Iata revises 2010 growth forecast for worldwide cargo demand to 12 per cent from seven per cent. (EB FILE)

Airlines are increasing their cargo capacities as a global recovery spurs demand for air services in Asia.

Malaysian Airline System Yesterday announced that it has ordered two A330-200F freighter aircraft from Airbus SAS. Thai Airways International has also begun to deploy two new Boeing 777 freighters to develop its under-exploited air cargo business.

Last week, the International Air Transport Association said global air cargo traffic surged 26.5 per cent in February from a year ago, and North American and Asian carriers booked even stronger growth.

The first freighter will be delivered to Malaysian Air in September 2011 and will have capacity to carry almost 70 tonnes of cargo, said a Bloomberg report quoting a senior official from the airline.

"The new freighters will enable us to better serve the intra-Asia route and offer direct services to Europe from India and Bangladesh," Chief Executive Officer Tengku Azmil Zahruddin said. "This complements our expansion plans in China and will strengthen our position as a key niche player in the region."

The company also said it has confirmed orders for 15 passenger planes. The 17 planes will cost $3.6 billion (Dh13.22bn) based on catalogue prices, he said.

The International Air Transport Association (Iata)?this month revised its 2010 growth forecast for worldwide cargo demand to 12 per cent from seven per cent. Asian air-freight markets are particularly strong, with shipments originating in Malaysia experiencing a capacity shortage, it said.

Cargo traffic, which outpaced a 9.5 per cent rise in February passenger numbers, must increase a further three per cent to recover to pre-crisis levels, Iata said in its latest monthly traffic report.

Meanwhile, Thai Airways International last week started to use cargo capacity on the B777Fs, which are operated by Southern Air, a Connecticut-based low-cost cargo carrier, under an aircraft block space agreement (BSA) struck last year for a period of two years.

The airline envisages growing demand for air cargo delivery from Thailand, especially for perishable products and computer parts – hard disks, in particular, as Thailand produces about half of the world's supply.

Haulage demand is especially strong at the moment, having been on an upward trend since last October, said a report quoting Pichai Chunganuwad, Managing Director for Thai's cargo and mail commercial department.

Earlier this year Airasia said it sees air freight as a major growth area for 2010 and inked several Special Prorate Agreements (SPAs) with other airlines to achieve its revenue target for 2010.

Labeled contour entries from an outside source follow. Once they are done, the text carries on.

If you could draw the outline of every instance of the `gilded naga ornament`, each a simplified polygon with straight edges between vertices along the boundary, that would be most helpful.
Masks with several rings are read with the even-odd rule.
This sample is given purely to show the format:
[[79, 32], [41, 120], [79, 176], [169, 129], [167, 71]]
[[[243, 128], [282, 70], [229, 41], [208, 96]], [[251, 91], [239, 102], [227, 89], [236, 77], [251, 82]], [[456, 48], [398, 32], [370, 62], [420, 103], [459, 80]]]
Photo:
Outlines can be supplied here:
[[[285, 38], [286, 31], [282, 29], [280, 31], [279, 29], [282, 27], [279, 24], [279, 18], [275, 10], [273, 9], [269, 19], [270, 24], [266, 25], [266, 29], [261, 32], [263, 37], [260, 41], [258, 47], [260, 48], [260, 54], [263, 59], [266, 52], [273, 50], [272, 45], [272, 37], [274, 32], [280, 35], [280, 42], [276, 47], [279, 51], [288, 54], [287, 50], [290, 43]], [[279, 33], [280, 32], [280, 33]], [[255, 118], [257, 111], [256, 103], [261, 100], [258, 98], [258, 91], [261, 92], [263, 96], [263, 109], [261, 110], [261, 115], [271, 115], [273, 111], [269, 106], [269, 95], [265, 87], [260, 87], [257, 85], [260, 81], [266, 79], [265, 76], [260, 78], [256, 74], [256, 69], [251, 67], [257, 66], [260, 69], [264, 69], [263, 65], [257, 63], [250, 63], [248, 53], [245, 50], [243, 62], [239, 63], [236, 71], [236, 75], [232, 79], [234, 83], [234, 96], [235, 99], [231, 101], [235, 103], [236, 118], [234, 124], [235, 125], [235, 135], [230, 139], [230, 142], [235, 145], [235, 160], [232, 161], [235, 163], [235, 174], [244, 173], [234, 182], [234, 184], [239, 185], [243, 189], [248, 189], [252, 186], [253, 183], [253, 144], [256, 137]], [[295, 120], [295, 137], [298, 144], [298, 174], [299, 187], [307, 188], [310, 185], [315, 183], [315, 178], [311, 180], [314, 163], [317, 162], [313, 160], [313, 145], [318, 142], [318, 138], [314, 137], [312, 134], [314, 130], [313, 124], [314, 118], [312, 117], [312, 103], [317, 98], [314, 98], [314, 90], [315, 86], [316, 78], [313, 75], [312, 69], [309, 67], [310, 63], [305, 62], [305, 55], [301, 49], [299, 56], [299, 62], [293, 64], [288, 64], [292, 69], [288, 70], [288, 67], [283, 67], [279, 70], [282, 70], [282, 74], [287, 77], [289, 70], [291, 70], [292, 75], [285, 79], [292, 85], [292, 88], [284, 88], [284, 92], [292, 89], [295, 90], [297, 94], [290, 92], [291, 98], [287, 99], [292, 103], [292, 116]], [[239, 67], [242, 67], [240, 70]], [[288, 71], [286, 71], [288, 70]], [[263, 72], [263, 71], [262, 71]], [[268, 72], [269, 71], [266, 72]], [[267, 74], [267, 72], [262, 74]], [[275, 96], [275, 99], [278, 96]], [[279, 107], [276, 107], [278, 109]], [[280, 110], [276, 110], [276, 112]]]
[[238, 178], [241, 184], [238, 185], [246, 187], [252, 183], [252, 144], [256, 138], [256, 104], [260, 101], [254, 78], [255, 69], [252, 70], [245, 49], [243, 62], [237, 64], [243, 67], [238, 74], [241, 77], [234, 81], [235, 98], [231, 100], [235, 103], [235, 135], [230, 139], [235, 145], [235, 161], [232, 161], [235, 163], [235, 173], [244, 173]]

The Kuala Lumpur-based carrier said it was linking with more cargo agents and large export-import firms via its expanding network. The airline now reaches markets in South Asia, Africa, the Middle East and Europe beyond its current route network through those SPA deals and expects its cargo revenue to grow by more than 40 per cent over last year's figure.

Domestic cargo operations are also expected to receive a boost from increased demand for cargo services for perishables, including seafood from West Malaysia. Seafood and other perishables are currently among the carrier's cargo revenue sources.